James Kwan completed a BSc in chemical engineering at Rensselaer Polytechnic Institute in upstate New York in 2007. He studied at Columbia University, and in 2012 he was awarded his MPhil, MSc, and PhD under the guidance of Professor Mark Borden.
During the final months of his PhD, James moved to the University of Colorado, Boulder as a researcher before joining the BUBBL group in Oxford as a postdoc under the supervision of Professor Constantin Coussios. During this time, James was awarded a Junior Research Fellowship at New College. At the end of his term, he joined the Oxford spinout company OxSonics as a chemical engineer. In 2016, James left Oxford to become an Assistant Professor at Nanyang Technological University, Singapore in the School of Chemical and Biomedical Engineering. After four years in Singapore, James moved back to Oxford to join the Department of Engineering Science as an Associate Professor.

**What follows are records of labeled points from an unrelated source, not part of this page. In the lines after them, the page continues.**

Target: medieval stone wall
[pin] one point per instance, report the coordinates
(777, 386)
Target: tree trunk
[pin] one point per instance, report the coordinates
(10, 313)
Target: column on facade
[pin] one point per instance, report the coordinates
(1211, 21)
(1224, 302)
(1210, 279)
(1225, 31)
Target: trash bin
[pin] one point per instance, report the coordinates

He is also a Tutorial Fellow at Balliol College.
James Kwan's research interests include the application of mechanical, thermal, and chemical effects of ultrasound and cavitation to address challenges in personal and environmental health.
Sonochemistry is the use of ultrasound and cavitation to promote chemical reactions. We are interested in controlling cavitation with nanoparticles to enhance free radical production, generate reactive oxygen species, and manipulate covalent and non-covalent bonds.
A number of diseases remain difficult to treat due to the inability to reliably deliver potent therapeutics to the site of the injury. Our group is interested in using cavitation to facilitate the targeted transport of therapeutics.
Many medical and environmental infections are comprised of biofilms. We hope to elucidate the bioeffects of ultrasound on biofilms and the governing mechanisms for biofilm removal to develop new technologies for biofilm treatment or modification
We are developing nano-structured catalysts that nucleate cavitation in response to ultrasound in order to facilitate difficult reactions. Preventing Restenosis We are working towards demonstrating the efficacy of drug-loaded cavitation agents for the prevention of restenosis in arteries below-the-knee.
We seek to better understand the mechanical and biological role ultrasound and cavitation play in biofilm disruption.